Punkt widzenia zależy od punktu siedzenia
Po jednej stronie mamy twórców i wydawców, którzy otrzymają możliwość walki o dodatkowe wynagrodzenie, jeśli uznają, że ich udział w zysku dystrybutora jest nieproporcjonalnie niski. Parlament Europejski wyjaśnia w swoim komunikacie, że podejmowane działania mają na celu zwiększenie odpowiedzialności firm internetowych, które dotychczas miały obowiązek reagować na łamanie praw autorskich jedynie, gdy otrzymały odpowiednie zgłoszenie od właściciela praw. Ostateczny efekt ma być zaś taki, że dla posiadaczy praw autorskich łatwiejsze stanie się zawieranie umów licencyjnych, które będą chroniły ich twórczość oraz za które będą otrzymywali rozsądne wynagrodzenie. Jak nietrudno się domyślić, za proponowanymi rozwiązaniami stanęły murem organizacje zrzeszające artystów oraz wydawców prasy. W Polsce jedną z form działań informacyjnych związanych z nową dyrektywą była akcja zorganizowana przez kilka gazet i czasopism, które zdecydowały się na publikację wydań z pustymi pierwszymi stronami.
Po drugiej stronie barykady mamy natomiast Google, YouTube, Wikipedię oraz twórców internetowych. Ich obawy dotyczą przede wszystkich tego, że wprowadzenie w życie artykułu 13. może nieść za sobą wiele nieprzewidzianych konsekwencji, które mogą byś rewolucją w Internecie i spowodować zmniejszenie różnorodności dostępnych materiałów. W ramach sprzeciwu organizowane były liczne akcje, takie jak wyłączenie na 24h niektórych wydań Wikipedii, akcja #SaveYourInternet na YouTube czy zachęcanie użytkowników przez Fundację Mozilla, by apelowali do europosłów o odrzucenie przepisów.
Z nadzieją na przynajmniej takie samo jutro
Nowe przepisy od samego początku wywoływały liczne dyskusje i spotkały się ze sprzeciwem ze strony Polski oraz kilku innych państw Unii Europejskiej. Prace trwały jednak nieprzerwanie, a we wrześniu ubiegłego roku weszły w finalną fazę i po kilku próbach konsensus wypracowano dopiero teraz. Ostatnim krokiem do przyjęcia porozumienia jest zatwierdzenie ustaleń przez Radę Europejską, parlamentarną komisję prawną oraz posiedzenie plenarne Parlamentu Europejskiego. Nastąpi to prawdopodobnie w kwietniu, jednak rezultat wciąż nie jest przesądzony.
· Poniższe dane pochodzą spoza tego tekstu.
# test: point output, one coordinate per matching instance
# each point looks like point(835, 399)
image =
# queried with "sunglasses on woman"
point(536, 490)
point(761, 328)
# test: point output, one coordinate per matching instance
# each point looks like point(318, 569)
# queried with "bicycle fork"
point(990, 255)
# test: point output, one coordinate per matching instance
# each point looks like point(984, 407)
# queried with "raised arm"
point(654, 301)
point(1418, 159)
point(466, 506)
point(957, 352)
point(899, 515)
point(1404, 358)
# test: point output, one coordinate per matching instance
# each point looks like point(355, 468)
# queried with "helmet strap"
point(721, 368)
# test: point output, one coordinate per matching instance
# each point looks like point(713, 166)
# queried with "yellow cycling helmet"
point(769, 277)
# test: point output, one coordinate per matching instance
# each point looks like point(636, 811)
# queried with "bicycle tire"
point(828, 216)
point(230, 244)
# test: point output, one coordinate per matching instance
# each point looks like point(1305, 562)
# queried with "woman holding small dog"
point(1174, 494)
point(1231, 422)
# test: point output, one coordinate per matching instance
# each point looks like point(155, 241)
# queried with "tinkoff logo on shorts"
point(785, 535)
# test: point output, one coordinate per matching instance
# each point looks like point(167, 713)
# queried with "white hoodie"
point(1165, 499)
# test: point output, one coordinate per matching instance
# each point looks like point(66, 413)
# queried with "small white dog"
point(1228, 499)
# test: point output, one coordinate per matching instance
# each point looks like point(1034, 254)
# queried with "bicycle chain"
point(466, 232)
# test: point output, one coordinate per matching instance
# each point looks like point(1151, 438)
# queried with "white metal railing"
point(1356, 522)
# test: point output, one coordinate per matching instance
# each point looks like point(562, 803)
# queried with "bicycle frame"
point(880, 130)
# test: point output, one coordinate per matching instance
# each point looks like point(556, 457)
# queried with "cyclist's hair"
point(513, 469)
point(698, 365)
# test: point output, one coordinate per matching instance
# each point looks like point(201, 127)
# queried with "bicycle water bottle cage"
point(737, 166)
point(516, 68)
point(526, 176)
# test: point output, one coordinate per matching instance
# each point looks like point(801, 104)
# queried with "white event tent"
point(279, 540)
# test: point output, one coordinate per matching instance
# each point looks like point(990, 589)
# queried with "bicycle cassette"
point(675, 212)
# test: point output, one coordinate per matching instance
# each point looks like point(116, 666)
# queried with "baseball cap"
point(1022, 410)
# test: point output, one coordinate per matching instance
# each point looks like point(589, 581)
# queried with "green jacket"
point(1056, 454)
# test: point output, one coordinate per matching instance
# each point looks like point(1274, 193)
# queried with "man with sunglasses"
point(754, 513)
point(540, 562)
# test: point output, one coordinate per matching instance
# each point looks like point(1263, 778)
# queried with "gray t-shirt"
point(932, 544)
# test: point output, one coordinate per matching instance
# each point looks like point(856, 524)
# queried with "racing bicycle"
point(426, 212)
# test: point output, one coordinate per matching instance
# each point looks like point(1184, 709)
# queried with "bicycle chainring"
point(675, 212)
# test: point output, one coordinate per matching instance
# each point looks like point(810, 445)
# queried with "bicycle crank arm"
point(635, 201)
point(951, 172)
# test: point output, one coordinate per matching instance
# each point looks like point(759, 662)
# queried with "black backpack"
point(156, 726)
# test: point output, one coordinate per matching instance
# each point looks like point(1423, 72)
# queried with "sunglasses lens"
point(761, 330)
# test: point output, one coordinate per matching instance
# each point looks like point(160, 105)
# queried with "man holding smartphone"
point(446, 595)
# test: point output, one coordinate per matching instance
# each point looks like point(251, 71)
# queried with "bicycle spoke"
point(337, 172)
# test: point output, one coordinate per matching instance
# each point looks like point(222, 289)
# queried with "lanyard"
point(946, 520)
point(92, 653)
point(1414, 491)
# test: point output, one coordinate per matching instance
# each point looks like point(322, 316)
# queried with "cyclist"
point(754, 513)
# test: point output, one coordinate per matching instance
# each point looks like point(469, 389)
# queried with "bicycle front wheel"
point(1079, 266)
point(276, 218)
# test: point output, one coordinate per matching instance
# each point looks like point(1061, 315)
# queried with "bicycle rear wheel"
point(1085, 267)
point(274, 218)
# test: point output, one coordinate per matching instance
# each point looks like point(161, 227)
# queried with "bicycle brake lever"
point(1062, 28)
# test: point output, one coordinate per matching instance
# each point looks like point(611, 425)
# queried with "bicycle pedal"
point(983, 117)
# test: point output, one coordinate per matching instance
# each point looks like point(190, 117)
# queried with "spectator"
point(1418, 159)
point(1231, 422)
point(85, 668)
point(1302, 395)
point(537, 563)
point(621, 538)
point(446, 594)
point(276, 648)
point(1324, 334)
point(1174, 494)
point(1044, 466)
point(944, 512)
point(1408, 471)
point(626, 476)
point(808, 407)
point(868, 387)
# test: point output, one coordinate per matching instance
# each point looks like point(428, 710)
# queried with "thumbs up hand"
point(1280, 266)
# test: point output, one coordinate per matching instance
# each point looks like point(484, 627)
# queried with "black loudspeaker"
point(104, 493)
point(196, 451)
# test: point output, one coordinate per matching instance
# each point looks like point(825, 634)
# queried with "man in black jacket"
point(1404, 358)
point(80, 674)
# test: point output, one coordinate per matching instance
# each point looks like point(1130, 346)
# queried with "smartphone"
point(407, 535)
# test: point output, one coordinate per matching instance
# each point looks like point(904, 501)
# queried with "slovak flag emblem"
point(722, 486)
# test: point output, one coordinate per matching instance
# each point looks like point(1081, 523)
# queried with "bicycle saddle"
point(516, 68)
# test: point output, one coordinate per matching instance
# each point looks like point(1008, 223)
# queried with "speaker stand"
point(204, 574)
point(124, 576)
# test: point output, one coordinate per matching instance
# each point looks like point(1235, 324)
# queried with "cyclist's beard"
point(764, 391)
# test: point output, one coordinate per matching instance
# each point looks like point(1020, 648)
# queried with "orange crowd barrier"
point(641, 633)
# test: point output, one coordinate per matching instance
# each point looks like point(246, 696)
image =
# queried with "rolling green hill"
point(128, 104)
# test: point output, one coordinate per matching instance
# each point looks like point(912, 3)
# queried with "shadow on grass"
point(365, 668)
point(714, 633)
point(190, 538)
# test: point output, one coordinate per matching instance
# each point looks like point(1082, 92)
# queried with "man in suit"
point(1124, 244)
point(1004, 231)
O ile trudno nie zgodzić się z faktem, że twórcom, autorom, muzykom i wydawcom należy się wynagrodzenie za wykonaną pracę, o tyle często można odnieść wrażenie, że prawodawcy nie rozumieją jak złożonym i wrażliwym na zmiany organizmem jest Internet oraz to, że pojedynczy niejednoznaczny zapis prawny może nieść za sobą bardzo daleko idące i nieprzewidywalne konsekwencje. Miejmy nadzieję, że wprowadzane przepisy przyniosą zamierzony skutek, a nie sprawią, że opublikowanie czegokolwiek w Internecie będzie bardzo utrudnione, bo platformy będą bały się odpowiedzialności za publikowane przez użytkowników treści.